Both microglia and BM-derived phagocytes have been implicated in the clearance of Aβ from the brain (Bard et al., 2000). However, the mechanisms by which mononuclear phagocytes are recruited into AD brains are not known. CCR2 is the main chemokine receptor for CCL2 and mediates CCL2-induced leukocyte chemotaxis (Mildner et al., 2007; Prinz and Priller, 2010) Since El Khoury et al. (2007) suggested that CCR2 deficiency might affect microglia accumulation in APPswe mice, we performed immunohistochemical stainings for the well established macrophage/microglia marker, Iba-1, and quantified Iba-1-immunoreactive cells in the brains of APPsweCCR2−/−, APPsweCCR2+/+, CCR2−/−, and CCR2+/+ mice (Fig. 8C). As expected, diseased APPsweCCR2−/− and APPsweCCR2+/+ animals exhibited more Iba-1+ cells per square millimeter than did CCR2−/− and CCR2+/+ mice. Surprisingly, both APPsweCCR2−/− and APPsweCCR2+/+ mice had comparable numbers of Iba-1+ cells in the brain (APPsweCCR2−/−, 181.0 ± 18.9 cells/mm2; APPsweCCR2+/+, 162.1 ± 15.0 cells/mm2), clearly pointing to a redundant role of CCR2 for microglia recruitment and accumulation in AD. This finding is in contrast with the findings of El Khoury et al. (2007). However, CCR2−/− and CCR2+/+ mice also contained similar numbers of Iba-1+ cells in the brain (CCR2−/−, 44.0 ± 1.4 cells/mm2; CCR2+/+, 46.1 ± 3.9 cells/mm2).

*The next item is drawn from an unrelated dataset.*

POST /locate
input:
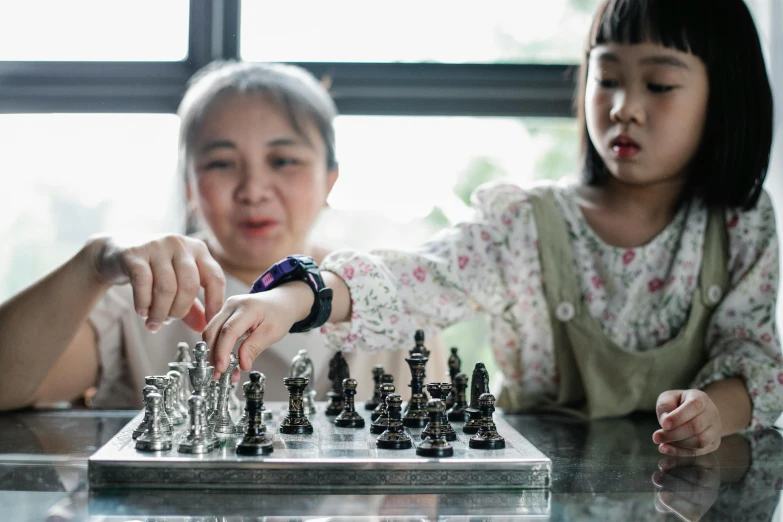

APPsweCCR2−/− mice show enhanced β-amyloid deposition around blood vessels, a situation known as CAA (El Khoury et al., 2007). We confirmed these findings by Aβ immunohistochemistry (Fig. 8D). In APPsweCCR2−/− mice, 46.6 ± 7.8% of all cortical vessels showed Aβ deposits compared with 12.3 ± 6.2% in APPsweCCR2+/+ mice. We therefore postulated that the absence of CCR2 leads to increased Aβ accumulation in small blood vessels, possibly leading to intracerebral hemorrhages and premature death. In search of a potential mechanism, we asked whether the homeostasis and turnover of PVMs might be dependent on the presence of CCR2. To this end, we performed double immunohistochemistry for Iba-1 as macrophage marker and for GFAP to visualize the astrocyte end feet lining the glia limitans on brain sections from CCR2−/− and CCR2+/+ mice (data not shown). Semiquantitative evaluation revealed a similar amount of PVMs regardless of the genotype, namely 14.1 ± 2.8 Iba-1+ PVMs/section localized below the glia limitans in CCR2+/+ mice and 13.6 ± 1.7 Iba-1+ PVMs/section in normal CCR2−/− mice. To determine whether CCR2−/− mononuclear phagocytes might have a defect in their ability to migrate to cerebrovascular Aβ deposits, we next compared the number of Iba-1+ PVMs around Aβ+ vessels in 120-d-old APPsweCCR2−/− and APPsweCCR2+/+ mice (Fig. 8E). The number of Iba-1+ PVMs per Aβ-containing vessel was independent of CCR2 expression, suggesting that CCR2 plays a redundant role in PVM recruitment to cerebrovascular Aβ deposits.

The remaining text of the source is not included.